変換先を Associated Type にしました。Self が BiConvertible であるという制約は Associated Type に行っています。メソッドにも制約が加えられているのは Self への BiConvertible が where で足されているため、メソッドを呼び出す Self が BiConvertible を満たしていることがわからないためです。('not satisfy'というエラーログで出たので制約が満たせていないことはわかりましたが、where 周りの細かい理解が足りていないことがわかった)

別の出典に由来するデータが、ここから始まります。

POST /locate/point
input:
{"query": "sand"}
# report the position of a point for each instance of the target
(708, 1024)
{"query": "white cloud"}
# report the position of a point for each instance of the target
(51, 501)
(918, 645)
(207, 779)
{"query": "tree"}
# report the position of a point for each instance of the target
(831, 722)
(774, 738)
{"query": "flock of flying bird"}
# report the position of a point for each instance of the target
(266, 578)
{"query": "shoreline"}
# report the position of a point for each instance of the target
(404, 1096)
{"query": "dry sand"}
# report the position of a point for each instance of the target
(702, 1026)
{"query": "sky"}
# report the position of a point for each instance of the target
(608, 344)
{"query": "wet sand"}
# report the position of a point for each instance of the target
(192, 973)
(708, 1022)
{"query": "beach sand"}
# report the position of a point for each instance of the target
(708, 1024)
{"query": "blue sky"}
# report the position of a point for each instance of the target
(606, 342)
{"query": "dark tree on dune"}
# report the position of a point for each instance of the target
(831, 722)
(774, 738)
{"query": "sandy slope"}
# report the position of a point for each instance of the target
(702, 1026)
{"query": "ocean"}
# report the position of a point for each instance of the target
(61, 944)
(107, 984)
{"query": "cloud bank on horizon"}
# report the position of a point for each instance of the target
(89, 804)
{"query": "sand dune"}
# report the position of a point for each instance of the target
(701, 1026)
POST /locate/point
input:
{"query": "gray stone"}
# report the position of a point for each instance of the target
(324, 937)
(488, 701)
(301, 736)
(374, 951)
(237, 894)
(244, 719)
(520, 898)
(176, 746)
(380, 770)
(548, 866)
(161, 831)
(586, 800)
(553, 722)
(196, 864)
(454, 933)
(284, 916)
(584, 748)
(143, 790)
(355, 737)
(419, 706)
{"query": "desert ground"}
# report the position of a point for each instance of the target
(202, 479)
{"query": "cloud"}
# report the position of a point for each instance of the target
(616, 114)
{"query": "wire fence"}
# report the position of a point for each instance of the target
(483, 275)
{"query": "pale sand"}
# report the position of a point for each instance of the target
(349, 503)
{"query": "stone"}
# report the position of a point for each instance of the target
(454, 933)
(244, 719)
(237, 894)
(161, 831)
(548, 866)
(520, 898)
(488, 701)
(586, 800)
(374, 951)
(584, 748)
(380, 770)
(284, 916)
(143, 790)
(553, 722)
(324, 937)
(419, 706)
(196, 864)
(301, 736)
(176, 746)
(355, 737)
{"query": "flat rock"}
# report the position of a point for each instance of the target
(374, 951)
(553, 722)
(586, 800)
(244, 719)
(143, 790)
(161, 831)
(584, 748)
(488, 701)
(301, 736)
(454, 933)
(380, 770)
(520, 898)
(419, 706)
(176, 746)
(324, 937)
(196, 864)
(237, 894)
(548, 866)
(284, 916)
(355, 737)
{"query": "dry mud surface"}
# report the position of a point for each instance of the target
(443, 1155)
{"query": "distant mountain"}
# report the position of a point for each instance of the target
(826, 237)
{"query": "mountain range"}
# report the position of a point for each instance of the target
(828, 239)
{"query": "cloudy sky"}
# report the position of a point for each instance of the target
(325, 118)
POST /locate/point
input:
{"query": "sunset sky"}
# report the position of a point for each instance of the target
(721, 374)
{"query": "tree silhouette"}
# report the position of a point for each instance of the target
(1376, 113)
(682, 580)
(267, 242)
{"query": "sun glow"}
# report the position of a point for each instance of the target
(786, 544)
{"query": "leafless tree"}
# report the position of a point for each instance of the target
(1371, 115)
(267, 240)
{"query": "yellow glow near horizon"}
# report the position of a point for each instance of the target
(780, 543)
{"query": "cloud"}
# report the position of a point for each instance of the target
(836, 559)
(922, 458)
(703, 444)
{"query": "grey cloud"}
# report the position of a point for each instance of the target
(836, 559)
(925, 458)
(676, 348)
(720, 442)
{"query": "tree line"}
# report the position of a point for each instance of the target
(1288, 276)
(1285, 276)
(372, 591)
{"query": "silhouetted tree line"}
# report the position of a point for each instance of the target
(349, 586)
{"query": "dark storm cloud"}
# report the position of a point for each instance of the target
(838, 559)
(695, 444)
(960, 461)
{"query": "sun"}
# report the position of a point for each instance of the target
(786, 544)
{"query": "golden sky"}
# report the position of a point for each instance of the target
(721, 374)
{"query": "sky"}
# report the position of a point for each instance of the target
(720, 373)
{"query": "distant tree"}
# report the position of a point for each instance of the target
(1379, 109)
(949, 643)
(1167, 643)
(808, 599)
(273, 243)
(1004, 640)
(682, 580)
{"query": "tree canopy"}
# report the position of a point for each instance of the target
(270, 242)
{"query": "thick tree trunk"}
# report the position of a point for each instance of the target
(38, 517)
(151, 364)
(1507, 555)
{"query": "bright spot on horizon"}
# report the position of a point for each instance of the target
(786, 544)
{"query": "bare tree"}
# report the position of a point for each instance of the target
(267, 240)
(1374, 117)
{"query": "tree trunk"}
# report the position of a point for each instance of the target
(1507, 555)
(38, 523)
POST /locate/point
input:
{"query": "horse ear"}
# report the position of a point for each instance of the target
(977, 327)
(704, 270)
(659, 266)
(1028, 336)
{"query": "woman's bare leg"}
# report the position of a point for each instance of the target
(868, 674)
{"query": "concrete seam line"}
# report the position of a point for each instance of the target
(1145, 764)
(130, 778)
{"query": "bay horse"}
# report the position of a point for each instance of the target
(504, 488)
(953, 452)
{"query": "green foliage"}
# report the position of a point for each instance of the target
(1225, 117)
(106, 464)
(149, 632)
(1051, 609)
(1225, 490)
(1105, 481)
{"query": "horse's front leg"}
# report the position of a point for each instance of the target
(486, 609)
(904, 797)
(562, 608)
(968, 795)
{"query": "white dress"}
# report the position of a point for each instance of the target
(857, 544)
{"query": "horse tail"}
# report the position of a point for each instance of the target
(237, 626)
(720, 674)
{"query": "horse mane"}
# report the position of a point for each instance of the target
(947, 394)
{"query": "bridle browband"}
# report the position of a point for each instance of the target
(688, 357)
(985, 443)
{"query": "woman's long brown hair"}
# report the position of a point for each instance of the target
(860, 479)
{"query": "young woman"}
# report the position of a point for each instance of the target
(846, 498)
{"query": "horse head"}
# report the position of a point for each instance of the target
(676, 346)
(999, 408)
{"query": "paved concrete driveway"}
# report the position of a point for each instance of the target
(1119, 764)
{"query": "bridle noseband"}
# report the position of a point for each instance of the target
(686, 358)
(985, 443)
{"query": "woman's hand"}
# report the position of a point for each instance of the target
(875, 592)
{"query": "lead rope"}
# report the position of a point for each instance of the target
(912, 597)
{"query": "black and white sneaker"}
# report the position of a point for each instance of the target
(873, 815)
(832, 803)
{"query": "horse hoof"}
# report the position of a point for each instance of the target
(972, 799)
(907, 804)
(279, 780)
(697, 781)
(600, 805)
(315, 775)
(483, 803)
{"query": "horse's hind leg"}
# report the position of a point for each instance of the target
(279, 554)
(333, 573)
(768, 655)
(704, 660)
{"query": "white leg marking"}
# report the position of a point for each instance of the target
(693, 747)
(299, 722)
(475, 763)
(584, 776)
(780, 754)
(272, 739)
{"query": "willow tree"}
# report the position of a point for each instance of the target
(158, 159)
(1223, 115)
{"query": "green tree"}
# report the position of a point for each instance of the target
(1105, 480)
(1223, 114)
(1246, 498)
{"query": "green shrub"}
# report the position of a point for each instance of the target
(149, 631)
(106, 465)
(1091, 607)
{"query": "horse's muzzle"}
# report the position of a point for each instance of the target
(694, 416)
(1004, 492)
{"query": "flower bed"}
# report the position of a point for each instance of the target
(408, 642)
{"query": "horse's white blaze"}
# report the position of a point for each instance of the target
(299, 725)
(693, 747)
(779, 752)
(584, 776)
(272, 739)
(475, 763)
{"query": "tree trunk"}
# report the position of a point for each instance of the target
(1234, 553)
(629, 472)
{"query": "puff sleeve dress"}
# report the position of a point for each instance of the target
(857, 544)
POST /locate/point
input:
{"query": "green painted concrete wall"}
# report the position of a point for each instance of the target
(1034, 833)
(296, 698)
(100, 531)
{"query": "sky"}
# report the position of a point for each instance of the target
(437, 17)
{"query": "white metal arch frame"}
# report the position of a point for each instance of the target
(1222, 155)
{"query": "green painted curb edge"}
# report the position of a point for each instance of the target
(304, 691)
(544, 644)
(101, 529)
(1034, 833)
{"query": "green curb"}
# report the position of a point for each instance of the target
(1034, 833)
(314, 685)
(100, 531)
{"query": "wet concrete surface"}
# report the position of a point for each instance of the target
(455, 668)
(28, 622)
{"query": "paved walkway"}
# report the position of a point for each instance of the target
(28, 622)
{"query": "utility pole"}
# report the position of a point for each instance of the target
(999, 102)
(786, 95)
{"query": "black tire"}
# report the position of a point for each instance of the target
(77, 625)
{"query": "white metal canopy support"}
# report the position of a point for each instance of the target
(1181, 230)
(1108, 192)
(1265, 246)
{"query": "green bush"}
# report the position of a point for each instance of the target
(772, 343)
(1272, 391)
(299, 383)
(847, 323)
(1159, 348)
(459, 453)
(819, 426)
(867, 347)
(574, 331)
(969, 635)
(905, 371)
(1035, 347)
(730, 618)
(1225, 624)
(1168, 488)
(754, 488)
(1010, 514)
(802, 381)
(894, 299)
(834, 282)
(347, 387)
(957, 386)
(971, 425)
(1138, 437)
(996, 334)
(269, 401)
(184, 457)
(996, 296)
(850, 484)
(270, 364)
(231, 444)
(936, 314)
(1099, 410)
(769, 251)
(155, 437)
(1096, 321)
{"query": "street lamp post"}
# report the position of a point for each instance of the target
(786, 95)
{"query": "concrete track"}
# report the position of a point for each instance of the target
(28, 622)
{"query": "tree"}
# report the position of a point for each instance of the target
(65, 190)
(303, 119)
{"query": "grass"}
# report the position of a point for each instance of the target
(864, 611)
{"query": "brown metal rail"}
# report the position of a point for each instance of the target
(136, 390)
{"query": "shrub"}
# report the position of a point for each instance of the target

しかし、これらの Trait を実装すると、コンパイルエラーになってしまいます。

impl DomainModel for A {
    type T = B;
}
impl Dto for B {
    type T = A;
}
error[E0275]: overflow evaluating the requirement `<A as DomainModel>::T == B`
  --> src/main.rs:50:14
   |
50 |     type T = B;
   |              ^

制約が再帰的になっているぞ、とのことです。

E0275 - Error codes index

むすび

他にも制約をつける場所を変えることはできますが、その場合は convert メソッドが呼び出せなくなってしまったり、BiConvertible が実装不要になってしまうなどの問題があり解決には至りませんでした。集合論や型パズルに自信ニキなら上手く作れそうな気もしますが時間切れ。実務に採用することはありませんでした。

こういう妙な型は納期とのトレードオフで破壊されがちなので、コメント含むドキュメンテーションを通じてドメイン知識を共有できる体制づくりをした方が長期で万人に効くと思う。とはいえ、本当に厳しい納期の前にはドキュメンテーションや体制づくりも脆弱。やはり型なのか。そうなのか。